Gemeinde Bedburg-Hau legt Blühwiesen an

Bedburg-Hau : Landwirte sorgen für Blühstreifen

Für den Erhalt der biologischen Vielfalt in der Natur wurden an 30 Teilflächen Blühpflanzen gesät. Hummeln, Schmetterlinge und Co. sollen hier Nahrung und Rückzugsplätze finden.

Hummeln, Bienen, Schmetterlinge und viele andere Insekten benötigen dringend mehr Nahrungsquellen in Form blühender Pflanzen. Darüber sind sich Naturschützer, Biologen und auch Nicht-Wissenschaftler einig. Der Rat der Gemeinde Bedburg-Hau fasste im Januar dieses Jahres kurzfristig den Beschluss, kommunale Flächen für Blühwiesen zur Verfügung zu stellen. Im Frühjahr entschlossen sich nun auch viele Landwirte der umliegenden Ortschaften, Teile ihrer Nutzflächen für Blühstreifen kostenlos zur Verfügung zu stellen. Insgesamt wurde auf 30.000 Quadratmeter Randstreifen – verteilt auf 30 Teilflächen – eine ausgewählte Saatmischung ausgebracht.

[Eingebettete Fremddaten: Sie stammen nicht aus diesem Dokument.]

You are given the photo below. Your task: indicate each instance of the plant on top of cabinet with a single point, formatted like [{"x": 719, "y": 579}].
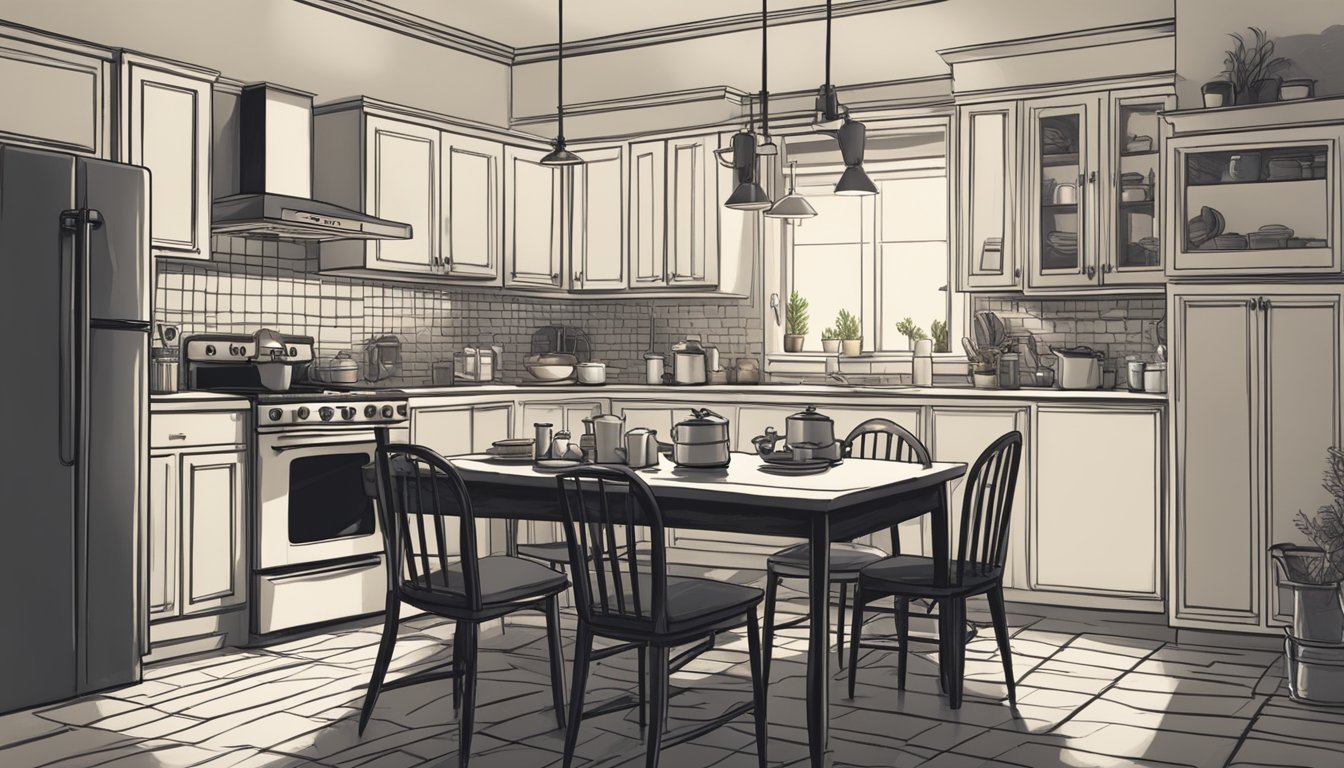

Koordiniert und fachlich begleitet wird das Projekt von der Stiftung Rheinische Kulturlandschaft, einer Naturschutzstiftung mit Hauptsitz in Bonn. „Jeder Landwirt hat die Natur im Fokus und möchte dazu beitragen, sie zu erhalten. Rest- und Randflächen lassen sich gut nutzen für Blühstreifen“, erklärte Johannes Schlaghecken, Landwirt aus Huisberden. Es sei zwar bedingt durch die derzeitige Trockenheit nicht jede Aussaat gelungen, sagte er und verwies auf einen breiten Randstreifen, auf dem Sonnenblumen dominierten. „Die ertragen die Hitze am besten“, so der Fachmann.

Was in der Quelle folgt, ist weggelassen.